BONUS COVERAGE: Totenberg Says Gorsuch Pick Might be Signal to Kennedy that it’s OK to Retire
Appearing before Manchin on Morning Joe, NPR’s Nina Totenberg said the “back-channel story to this is, that this is a way conservative activists hope, that they can telegraph to Anthony Kennedy, who’s 80-years old, and who Judge Gorsuch clerked for, this is a way to say to him ‘it’s all right for you to leave and give us a second appointment to the Court.’
Certainly, it would be good to have the ability to nominate an originalist to replace the more moderate, swing-voting Kennedy.

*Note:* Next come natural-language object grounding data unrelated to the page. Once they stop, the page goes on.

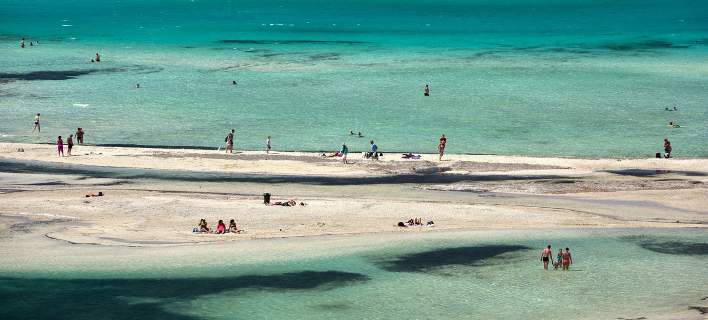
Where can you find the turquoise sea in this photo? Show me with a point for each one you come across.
(546, 77)
(616, 274)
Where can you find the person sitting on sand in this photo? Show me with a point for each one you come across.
(203, 226)
(220, 227)
(233, 228)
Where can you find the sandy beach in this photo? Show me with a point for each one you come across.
(160, 202)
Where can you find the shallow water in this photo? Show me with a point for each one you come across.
(473, 275)
(584, 78)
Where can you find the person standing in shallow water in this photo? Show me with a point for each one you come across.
(80, 135)
(667, 148)
(60, 146)
(36, 124)
(230, 141)
(441, 147)
(69, 144)
(566, 259)
(546, 256)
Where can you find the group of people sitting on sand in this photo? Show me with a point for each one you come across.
(415, 222)
(221, 228)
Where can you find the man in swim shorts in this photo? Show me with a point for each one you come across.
(546, 256)
(441, 147)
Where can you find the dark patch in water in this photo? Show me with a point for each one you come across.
(677, 247)
(58, 75)
(111, 298)
(434, 259)
(332, 306)
(13, 166)
(325, 56)
(654, 173)
(642, 45)
(246, 41)
(701, 310)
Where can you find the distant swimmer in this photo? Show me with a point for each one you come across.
(36, 124)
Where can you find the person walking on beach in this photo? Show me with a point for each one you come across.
(546, 256)
(80, 135)
(36, 124)
(344, 151)
(69, 144)
(441, 147)
(230, 141)
(566, 259)
(60, 146)
(667, 148)
(374, 151)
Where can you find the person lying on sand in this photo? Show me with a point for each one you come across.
(233, 228)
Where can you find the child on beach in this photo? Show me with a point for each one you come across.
(80, 135)
(441, 147)
(36, 124)
(69, 144)
(60, 146)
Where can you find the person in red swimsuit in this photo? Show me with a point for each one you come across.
(566, 259)
(441, 147)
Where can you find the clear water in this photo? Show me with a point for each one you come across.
(474, 275)
(584, 78)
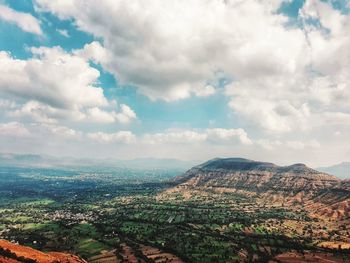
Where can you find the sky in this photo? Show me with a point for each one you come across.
(187, 79)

The big enchilada, of course, would be the chance to replace one of the Court’s unreconstructed liberals. Justice Ginsburg: there’s a lovely condo in Pembroke Pines with your name on it!
WILLIE GEIST: Do you think, Senator, it would be as outrageous as what Republicans did with Merrick Garland for them to then go nuclear on this nominee and require only a simple majority to push him through?

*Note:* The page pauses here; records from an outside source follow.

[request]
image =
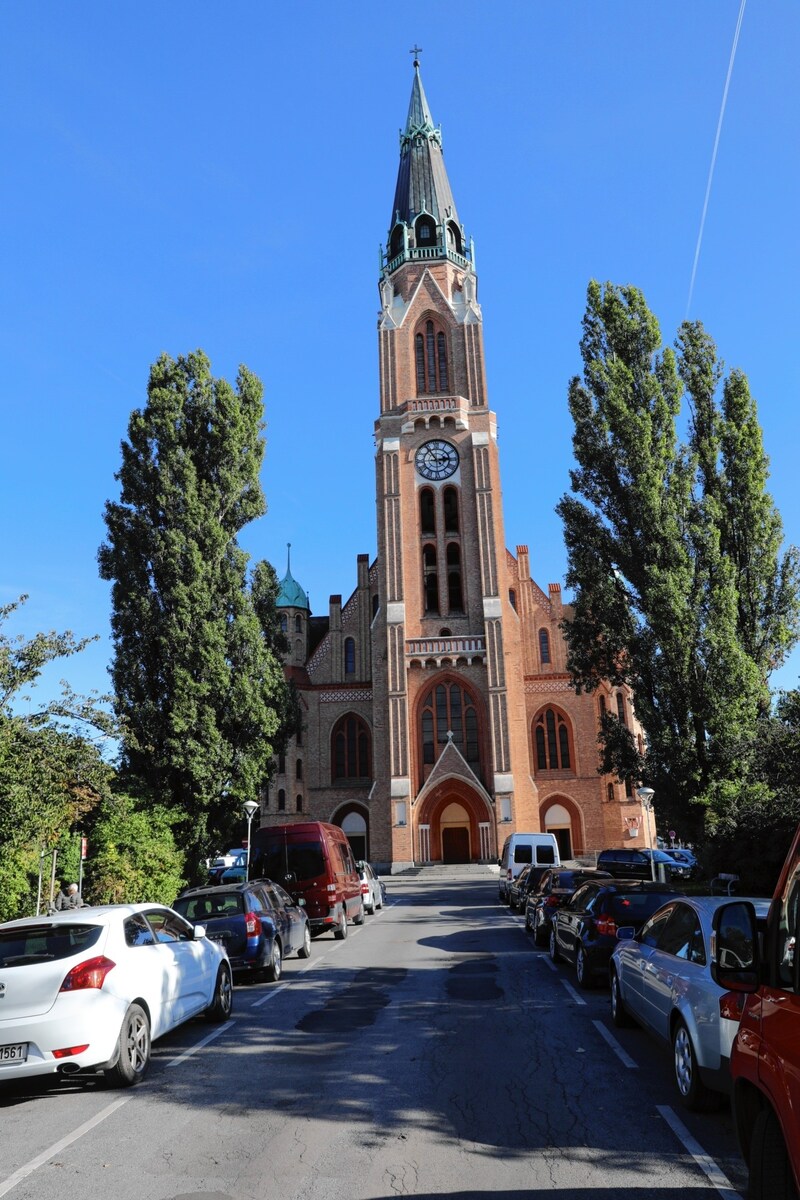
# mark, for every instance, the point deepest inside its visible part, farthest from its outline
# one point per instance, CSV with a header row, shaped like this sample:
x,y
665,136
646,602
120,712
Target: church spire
x,y
425,222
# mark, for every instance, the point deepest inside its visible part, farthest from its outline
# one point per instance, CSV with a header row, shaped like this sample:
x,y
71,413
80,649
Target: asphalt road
x,y
433,1053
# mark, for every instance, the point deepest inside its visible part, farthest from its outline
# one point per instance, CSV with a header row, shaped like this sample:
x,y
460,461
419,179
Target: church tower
x,y
438,712
450,713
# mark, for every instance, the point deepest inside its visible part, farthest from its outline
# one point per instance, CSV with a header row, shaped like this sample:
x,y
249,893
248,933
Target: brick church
x,y
437,709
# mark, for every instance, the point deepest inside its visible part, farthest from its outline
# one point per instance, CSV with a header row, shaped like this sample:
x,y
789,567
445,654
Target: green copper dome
x,y
290,594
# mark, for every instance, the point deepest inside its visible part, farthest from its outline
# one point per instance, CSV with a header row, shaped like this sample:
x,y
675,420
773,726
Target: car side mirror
x,y
735,964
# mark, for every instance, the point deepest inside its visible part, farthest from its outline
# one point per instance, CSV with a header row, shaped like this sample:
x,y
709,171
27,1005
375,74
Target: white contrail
x,y
714,154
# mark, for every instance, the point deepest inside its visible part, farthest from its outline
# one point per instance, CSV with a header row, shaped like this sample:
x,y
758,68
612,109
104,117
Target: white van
x,y
519,850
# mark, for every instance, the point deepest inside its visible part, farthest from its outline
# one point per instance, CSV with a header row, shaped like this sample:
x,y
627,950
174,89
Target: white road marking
x,y
625,1059
576,997
198,1045
58,1146
714,1174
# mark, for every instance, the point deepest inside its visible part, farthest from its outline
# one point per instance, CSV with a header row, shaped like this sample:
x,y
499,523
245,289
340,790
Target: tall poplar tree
x,y
198,684
674,553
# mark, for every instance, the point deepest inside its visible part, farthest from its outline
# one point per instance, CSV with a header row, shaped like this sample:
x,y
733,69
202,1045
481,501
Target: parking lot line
x,y
58,1146
198,1045
625,1059
714,1174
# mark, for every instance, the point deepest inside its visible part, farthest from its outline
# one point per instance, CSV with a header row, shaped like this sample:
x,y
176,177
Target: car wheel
x,y
693,1092
305,949
770,1171
133,1057
275,966
620,1015
223,996
582,970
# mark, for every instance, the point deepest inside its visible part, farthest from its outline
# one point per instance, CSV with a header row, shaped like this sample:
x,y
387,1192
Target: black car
x,y
637,864
258,923
554,889
584,929
518,889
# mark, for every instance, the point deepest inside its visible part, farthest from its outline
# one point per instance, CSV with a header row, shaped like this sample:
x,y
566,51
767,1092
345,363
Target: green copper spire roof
x,y
422,184
290,594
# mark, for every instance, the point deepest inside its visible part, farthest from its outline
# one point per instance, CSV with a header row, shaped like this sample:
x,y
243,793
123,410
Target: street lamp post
x,y
251,808
645,795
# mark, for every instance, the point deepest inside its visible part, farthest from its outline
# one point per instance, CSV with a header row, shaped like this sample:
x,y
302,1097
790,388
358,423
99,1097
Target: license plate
x,y
13,1054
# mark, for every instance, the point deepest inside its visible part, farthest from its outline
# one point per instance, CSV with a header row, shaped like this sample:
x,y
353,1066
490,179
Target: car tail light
x,y
252,923
90,973
732,1005
70,1050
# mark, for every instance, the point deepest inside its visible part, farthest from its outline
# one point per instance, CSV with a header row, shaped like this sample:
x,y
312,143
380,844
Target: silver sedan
x,y
661,977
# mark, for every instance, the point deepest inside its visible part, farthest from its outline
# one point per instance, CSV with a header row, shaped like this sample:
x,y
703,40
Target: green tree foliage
x,y
198,685
52,768
674,552
134,857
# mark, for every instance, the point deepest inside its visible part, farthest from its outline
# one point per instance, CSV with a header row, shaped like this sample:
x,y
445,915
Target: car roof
x,y
97,915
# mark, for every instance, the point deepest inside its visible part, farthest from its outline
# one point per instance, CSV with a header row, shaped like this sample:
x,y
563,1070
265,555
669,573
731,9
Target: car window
x,y
137,931
168,927
683,935
787,930
635,907
19,947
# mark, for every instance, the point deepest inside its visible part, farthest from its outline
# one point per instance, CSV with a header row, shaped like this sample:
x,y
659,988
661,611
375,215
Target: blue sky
x,y
221,177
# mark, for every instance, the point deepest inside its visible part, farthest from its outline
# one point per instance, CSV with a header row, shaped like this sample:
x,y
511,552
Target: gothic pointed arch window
x,y
350,749
450,497
543,646
449,711
431,359
553,741
427,511
455,593
429,579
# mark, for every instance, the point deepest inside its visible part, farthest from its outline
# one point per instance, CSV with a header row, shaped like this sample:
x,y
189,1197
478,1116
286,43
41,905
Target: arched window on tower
x,y
431,359
449,708
455,594
450,497
350,749
543,646
552,741
429,579
427,513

JOE: Well, I really don’t — I’ve been opposed to the nuclear option. I thought Harry Reid was absolutely dead wrong when he did it. And I voted against that. My dear beloved senator, prior to my coming here, was Robert C. Byrd. He’d be rolling over in his grave knowing what we have done and what we continue to do and how we really act out. So with that being said, I think it should be a bipartisan vote. I think it should be 60 votes for our Supreme Court. I think at the highest court of the land it should be what we are coming together as Americans and not to continue to divide us. With that being said, let’s give the man a chance. Talk to him. My goodness. Don’t shut it down before we even get started.
. . .
MARK HALPERIN: You’re going to come under pressure from national liberal groups to join an attempt to block him by demanding 60 votes. So are you impervious to that pressure?

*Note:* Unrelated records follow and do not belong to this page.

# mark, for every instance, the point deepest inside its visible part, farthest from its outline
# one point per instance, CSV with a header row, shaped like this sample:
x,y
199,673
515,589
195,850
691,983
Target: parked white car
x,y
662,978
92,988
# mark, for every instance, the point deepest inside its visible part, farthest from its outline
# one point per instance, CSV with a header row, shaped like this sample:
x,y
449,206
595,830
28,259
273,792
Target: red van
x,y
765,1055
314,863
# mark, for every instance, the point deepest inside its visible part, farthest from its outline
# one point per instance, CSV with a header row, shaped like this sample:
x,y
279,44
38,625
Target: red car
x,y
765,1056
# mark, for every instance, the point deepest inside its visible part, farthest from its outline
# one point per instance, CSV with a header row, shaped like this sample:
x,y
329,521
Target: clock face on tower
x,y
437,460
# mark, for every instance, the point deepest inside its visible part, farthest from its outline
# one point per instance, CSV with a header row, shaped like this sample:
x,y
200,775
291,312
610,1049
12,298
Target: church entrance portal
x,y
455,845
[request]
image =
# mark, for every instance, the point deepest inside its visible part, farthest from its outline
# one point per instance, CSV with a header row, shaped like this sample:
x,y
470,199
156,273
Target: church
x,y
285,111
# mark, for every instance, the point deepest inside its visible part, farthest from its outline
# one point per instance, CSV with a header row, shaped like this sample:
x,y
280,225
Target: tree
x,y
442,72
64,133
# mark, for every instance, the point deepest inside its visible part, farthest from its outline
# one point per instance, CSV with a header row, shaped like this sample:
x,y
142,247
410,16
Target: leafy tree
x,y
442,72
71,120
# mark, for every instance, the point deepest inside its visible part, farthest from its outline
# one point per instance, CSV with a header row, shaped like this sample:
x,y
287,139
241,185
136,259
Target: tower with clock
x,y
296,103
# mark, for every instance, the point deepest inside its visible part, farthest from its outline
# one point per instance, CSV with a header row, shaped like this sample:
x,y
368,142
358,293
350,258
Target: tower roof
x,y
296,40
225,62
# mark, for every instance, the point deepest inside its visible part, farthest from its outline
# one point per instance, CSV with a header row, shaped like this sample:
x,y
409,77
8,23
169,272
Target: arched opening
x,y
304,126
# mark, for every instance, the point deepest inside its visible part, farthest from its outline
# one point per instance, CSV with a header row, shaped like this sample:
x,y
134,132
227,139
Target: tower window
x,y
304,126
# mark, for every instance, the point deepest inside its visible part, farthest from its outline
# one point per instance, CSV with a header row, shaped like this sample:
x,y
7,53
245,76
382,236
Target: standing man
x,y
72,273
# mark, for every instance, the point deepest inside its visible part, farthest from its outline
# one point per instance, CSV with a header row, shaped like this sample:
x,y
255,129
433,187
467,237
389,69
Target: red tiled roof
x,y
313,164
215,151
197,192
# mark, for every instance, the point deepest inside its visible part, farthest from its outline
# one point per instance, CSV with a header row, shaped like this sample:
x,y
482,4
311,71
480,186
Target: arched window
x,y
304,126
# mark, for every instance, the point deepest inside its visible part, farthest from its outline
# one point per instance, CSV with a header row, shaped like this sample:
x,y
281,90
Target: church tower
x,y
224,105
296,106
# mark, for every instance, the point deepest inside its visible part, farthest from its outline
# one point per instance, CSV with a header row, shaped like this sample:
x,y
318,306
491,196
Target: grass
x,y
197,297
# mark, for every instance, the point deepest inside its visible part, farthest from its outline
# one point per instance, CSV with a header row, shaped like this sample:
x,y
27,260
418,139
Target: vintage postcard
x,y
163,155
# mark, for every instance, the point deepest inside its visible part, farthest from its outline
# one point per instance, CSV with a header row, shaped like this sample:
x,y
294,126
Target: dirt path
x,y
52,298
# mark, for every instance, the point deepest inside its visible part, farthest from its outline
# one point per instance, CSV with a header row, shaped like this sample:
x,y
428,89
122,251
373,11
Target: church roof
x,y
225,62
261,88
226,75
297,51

MANCHIN: I’m impervious to it because my consolation is, if I get defeated, I get to go home. I get to go back to beautiful West Virginia. I’m fine with that. I can live with that! That’s not what I was sent here to do, Mark . . . I didn’t come here to say, oh, my goodness, if I do this I might not get re-elected. I didn’t come here to be here for life. This is not a lifetime job. It’s basically, I came here to do the best I can and I’m going to make a decision. If I can go home and, Mark, if I can explain it and defend it, I can vote for it. If I can’t explain it, there’s an old saying: you can’t shine you know what and you can’t shine this stuff up and make it look any better or smell any better.
JOE SCARBOROUGH: Let’s start, though, with who this judge worked for. Obviously, Byron White and Justice Kennedy. Have been seen as center-right justices. Can we read anything —
NINA TOTENBERG: Yeah, you can read something into this. You can read something into this which is that the sort of back-channel story to this is, that this is a way conservative activists hope, that they can telegraph to Anthony Kennedy, who’s 80-years old, and who Judge Gorsuch clerked for, this is a way to say to him ‘it’s all right for you to leave and give us a second appointment to the Court.’ This is a chess move, in addition to everything else.”